Wellspring’s Upholstery Co-op Stitching Together a Brighter Springfield

people working in upholstery shop

Earlier this week, Artwain Davis and Alex Guevara stripped vinyl from banquet hall booths. It was one step in the revitalization of not just the booths, but also the city of Springfield, Mass. (To see more photos from the event, like CPPA on Facebook.)

Davis and Guevara work at the Wellspring Upholstery Cooperative, a new South End business that’s located on Main Street in the Monkey Wrench Building, where that tool was born. But the co-op isn’t your typical upholstery shop. It’s part of the Wellspring Collaborative, a creative economic development project that draws on the purchasing power of the area’s largest employers and anchor institutions to provide a market for new, worker-owned companies.

Fred Rose, a lecturer at the Center for Public Policy and Administration, conceived of and directs the Collaborative. He has put together a broad coalition of the region’s largest employers, as well as community and business leaders from throughout the Pioneer Valley. Many of these leaders joined Springfield Mayor Domenic J. Sarno at a ribbon-cutting ceremony this week at the upholstery shop, Wellspring’s first business.

Wellspring Co-Director Emily Kawano explained the concept at the heart of the Collaborative’s economic development plan: “Income is usually not enough. The difference in having a stable lifestyle is having some assets.”

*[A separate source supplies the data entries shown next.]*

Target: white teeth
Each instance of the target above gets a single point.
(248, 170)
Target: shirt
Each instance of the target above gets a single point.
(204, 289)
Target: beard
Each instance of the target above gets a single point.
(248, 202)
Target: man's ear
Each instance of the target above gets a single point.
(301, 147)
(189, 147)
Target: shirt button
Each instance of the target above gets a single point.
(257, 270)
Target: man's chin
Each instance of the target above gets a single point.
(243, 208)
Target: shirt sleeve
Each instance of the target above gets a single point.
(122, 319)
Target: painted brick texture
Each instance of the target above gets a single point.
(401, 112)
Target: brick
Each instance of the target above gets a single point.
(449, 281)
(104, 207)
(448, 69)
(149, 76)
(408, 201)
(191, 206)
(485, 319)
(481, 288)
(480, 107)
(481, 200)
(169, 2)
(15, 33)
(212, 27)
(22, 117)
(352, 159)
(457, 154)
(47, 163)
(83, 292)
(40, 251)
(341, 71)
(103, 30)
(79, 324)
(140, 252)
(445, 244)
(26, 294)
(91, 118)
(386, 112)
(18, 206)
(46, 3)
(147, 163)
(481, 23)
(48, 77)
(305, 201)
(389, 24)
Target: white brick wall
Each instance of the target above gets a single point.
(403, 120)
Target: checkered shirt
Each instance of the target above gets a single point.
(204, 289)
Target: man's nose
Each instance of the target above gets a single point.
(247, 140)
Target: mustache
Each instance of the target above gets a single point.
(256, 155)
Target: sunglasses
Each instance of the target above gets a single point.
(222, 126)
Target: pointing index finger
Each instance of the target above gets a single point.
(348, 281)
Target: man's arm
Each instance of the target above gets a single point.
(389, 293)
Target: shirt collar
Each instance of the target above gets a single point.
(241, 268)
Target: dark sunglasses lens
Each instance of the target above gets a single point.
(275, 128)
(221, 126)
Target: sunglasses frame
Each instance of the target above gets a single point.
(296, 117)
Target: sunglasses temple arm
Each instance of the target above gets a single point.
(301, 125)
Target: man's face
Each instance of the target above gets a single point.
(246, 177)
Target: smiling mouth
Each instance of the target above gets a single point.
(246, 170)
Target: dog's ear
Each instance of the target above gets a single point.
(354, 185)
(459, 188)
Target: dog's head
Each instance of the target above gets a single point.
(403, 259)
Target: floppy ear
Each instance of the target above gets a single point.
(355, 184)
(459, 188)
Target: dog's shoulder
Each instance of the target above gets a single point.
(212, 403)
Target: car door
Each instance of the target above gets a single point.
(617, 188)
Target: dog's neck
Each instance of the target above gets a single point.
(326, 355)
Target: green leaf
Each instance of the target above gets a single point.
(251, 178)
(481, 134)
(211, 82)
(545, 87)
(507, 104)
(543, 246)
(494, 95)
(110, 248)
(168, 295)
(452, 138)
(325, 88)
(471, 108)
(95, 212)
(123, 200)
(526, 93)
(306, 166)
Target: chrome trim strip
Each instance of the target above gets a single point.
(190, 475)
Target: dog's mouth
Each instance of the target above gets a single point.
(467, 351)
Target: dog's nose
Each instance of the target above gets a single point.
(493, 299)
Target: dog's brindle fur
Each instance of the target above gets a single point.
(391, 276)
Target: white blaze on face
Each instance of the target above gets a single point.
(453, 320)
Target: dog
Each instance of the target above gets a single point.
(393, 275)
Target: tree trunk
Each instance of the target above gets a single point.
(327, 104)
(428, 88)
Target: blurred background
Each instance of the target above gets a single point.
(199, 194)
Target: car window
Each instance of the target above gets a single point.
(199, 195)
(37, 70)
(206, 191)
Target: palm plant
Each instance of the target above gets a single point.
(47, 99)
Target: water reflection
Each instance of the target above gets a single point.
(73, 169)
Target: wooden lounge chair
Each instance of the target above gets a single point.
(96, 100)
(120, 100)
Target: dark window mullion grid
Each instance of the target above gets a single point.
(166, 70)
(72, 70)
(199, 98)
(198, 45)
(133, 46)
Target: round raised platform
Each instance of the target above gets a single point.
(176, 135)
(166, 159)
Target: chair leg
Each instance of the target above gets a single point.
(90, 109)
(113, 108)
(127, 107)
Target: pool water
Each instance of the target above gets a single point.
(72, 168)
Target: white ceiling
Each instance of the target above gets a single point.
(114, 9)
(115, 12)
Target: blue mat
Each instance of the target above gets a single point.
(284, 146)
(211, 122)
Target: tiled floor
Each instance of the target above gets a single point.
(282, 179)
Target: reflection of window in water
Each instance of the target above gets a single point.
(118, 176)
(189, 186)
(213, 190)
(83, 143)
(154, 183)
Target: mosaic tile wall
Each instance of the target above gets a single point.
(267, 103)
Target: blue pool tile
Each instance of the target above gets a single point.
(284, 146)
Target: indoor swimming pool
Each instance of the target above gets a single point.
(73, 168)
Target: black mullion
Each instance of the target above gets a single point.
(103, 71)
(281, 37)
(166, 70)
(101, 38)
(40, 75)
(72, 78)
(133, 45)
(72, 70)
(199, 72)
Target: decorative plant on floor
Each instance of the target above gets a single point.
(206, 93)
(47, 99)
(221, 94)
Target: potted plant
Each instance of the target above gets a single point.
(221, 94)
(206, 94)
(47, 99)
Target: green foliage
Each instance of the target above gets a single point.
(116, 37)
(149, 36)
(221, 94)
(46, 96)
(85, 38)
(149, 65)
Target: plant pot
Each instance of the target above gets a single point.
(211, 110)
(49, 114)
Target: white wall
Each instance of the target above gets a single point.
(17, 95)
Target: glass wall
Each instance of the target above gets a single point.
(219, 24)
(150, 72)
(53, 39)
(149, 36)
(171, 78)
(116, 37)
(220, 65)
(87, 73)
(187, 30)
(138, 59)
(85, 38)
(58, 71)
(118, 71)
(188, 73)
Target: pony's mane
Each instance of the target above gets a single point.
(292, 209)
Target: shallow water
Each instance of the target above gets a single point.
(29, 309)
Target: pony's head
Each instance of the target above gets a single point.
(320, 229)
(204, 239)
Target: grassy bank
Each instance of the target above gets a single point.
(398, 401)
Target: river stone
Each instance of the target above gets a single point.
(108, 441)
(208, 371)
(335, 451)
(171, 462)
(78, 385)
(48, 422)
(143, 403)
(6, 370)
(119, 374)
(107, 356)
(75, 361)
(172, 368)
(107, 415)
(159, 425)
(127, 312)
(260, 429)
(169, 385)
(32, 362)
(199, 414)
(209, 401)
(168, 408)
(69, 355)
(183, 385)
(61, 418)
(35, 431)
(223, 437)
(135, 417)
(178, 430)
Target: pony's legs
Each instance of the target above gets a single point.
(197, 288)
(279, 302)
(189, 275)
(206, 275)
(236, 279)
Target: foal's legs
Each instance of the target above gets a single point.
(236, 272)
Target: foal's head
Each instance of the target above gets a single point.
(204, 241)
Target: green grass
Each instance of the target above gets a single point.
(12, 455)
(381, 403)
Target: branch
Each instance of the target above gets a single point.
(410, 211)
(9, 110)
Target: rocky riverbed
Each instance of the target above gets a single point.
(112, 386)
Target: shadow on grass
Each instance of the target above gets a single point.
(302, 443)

That’s why employees at the upholstery shop will have the opportunity to become worker-owners after a year on the job. Having a financial stake in the company will not only provide employees with much-needed assets. It will also make the shop itself a more stable and viable business.

“Worker cooperatives have a much higher survival rate,” said Mary Hoyer, from the Cooperative Fund of New England. “Their services and products tend to be of a higher quality because of worker pride.” And because they are owned by people in the community, she added, co-ops as a rule don’t close up and move to where rent is cheaper.

The co-op is just one aspect of the Wellspring upholstery shop that anchors it in the Springfield community. It also has partnerships with the Hampden County Sheriff’s Department and a veteran Springfield upholsterer. The sheriff’s department has run an upholstery training program in the county jail for several decades. By partnering with the sheriff, the Wellspring co-op has access to a pool of potential employees who already have some training and often are in need of a job upon release from jail. The co-op’s other partner, Alliance Upholstery, is an established Springfield business with more than 40 years of upholstering experience and a fully equipped shop, where the Wellspring co-op is located. Alliance’s owner, Evan Cohen, is managing Wellspring Upholstery and training the incoming workforce.

Wellspring’s upholsterers have already completed jobs for the Berkshire Dining Hall at UMass and the Westfield, Mass., mayor’s office. Rose said he hopes that the partnerships the Wellspring Collaborative has developed with the region’s anchor institutions will yield further upholstery contracts.